Sources close to Mr. Gore insisted that his new cable network wouldn’t be a liberal answer to Fox News, as some had reported and even hoped. But everyone seemed to agree that the channel would be a 24-hour news, documentary and public-affairs channel geared toward kids in their 20’s, with a scrappy, Dogme 95 news philosophy that would arm kids with cheap digital cameras and empower them to do an end run around the big media. As The Observer reported last year, Mr. Gore’s principal business partner, Mr. Hyatt, purchased a Web site called V.tv from the .tv Corporation in April of 2003, prompting speculation that Mr. Gore’s channel would be called VTV. The company’s Web site listed Mr. Hyatt, who teaches business at Stanford University, as the representative of Mr. Gore’s holding company, INDTV L.L.C., registered in Stanford, Calif.
One thing that’s clear is that VTV seems to fulfill Mr. Gore’s own youthful ambitions to get behind the camera, as opposed to being in front of it. His 103-page senior thesis for the government department at Harvard was entitled "The Impact of Television on the Conduct of the Presidency, 1947-1969." In essence, Mr. Gore argued that as soon as Presidential hopefuls could bypass newspapers and talk directly to millions of TV viewers, a scintillating personality became a job requirement. It was prescient, if not self-applicable.

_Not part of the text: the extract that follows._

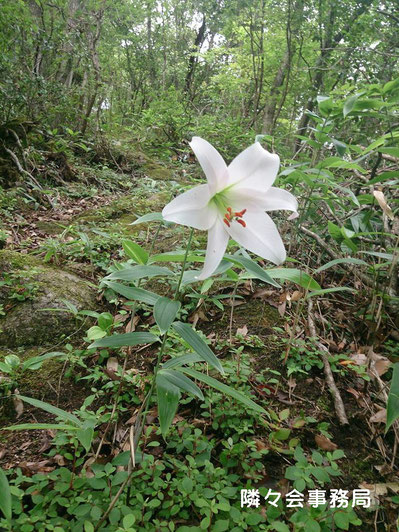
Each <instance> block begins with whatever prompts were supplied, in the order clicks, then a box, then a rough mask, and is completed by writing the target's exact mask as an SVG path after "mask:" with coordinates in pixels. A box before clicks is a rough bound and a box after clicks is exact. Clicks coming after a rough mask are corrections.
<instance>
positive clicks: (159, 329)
mask: <svg viewBox="0 0 399 532" xmlns="http://www.w3.org/2000/svg"><path fill="white" fill-rule="evenodd" d="M180 307H181V303H180V302H179V301H174V300H173V299H169V298H168V297H160V298H158V300H157V302H156V303H155V305H154V319H155V321H156V324H157V325H158V327H159V330H160V331H161V334H165V333H166V331H167V330H168V329H169V327H170V326H171V325H172V323H173V321H174V319H175V318H176V315H177V313H178V312H179V310H180Z"/></svg>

Mr. Gore then worked as a reporter, first in Vietnam while serving in the U.S. Army, then at the Nashville Tennessean in the mid-70’s. Much later, of course, he gave the Internet a crucial boost while in Congress. Mr. Gore’s obsession with newfangled tech-geek stuff was catalyzed by the dot-com boom. As Apple Computer chief executive Steve Jobs told reporters in 2003, confirming Mr. Gore’s geek credentials: "Al is also an avid Mac user and does his own video editing in Final Cut Pro."
He was also a big fan of MTV’s late-90’s video-diary show, Unfiltered, which inspired him to meet with its creator in 2002 in the hope of producing similar programming himself. In the last year, Mr. Gore began building a rationale for a new television service: In a speech to students at Middle Tennessee State University in November 2003, he spoke of television’s "quasi-hypnotic influence" on the electorate. "If people are just staring at a little box for four hours a day, it has a big impact on democracy," he said. "We have to choose to rehabilitate our democracy in part by making creative use of these new media and by insisting within the current institutions of our democracy that we open up access to the dominant medium."
Mr. Franken agreed that the left had been lax during the techno-revolution while the right "felt a certain urgency, to their credit, and they had a lot of right-wing financiers who saw this as a need. A lot of them were trust-fund babies who inherited a lot of money and wanted to keep it and now have bought their way into the Congress and the Bush administration, and you have a lot of wealth trying to keep a lot of wealth and a very stacked deck in this country right now."
Mr. Franken has said he may only do his radio show for a year, depending on how he likes it. For him, there was a pointed political endgame to his own media pursuits—getting Senator John Kerry elected to the Presidency. "I think Rush has had some effect on elections, and I wouldn’t mind having some effect on this one," he said. "I don’t know how quickly … but hopefully we’ll be able to have some influence and some effect on the way people think."
Then Mr. Franken paused. There was an edge in his voice. He seemed to realize that he suddenly owned a piece of the playing field and it wasn’t just a college game, that there were stakes.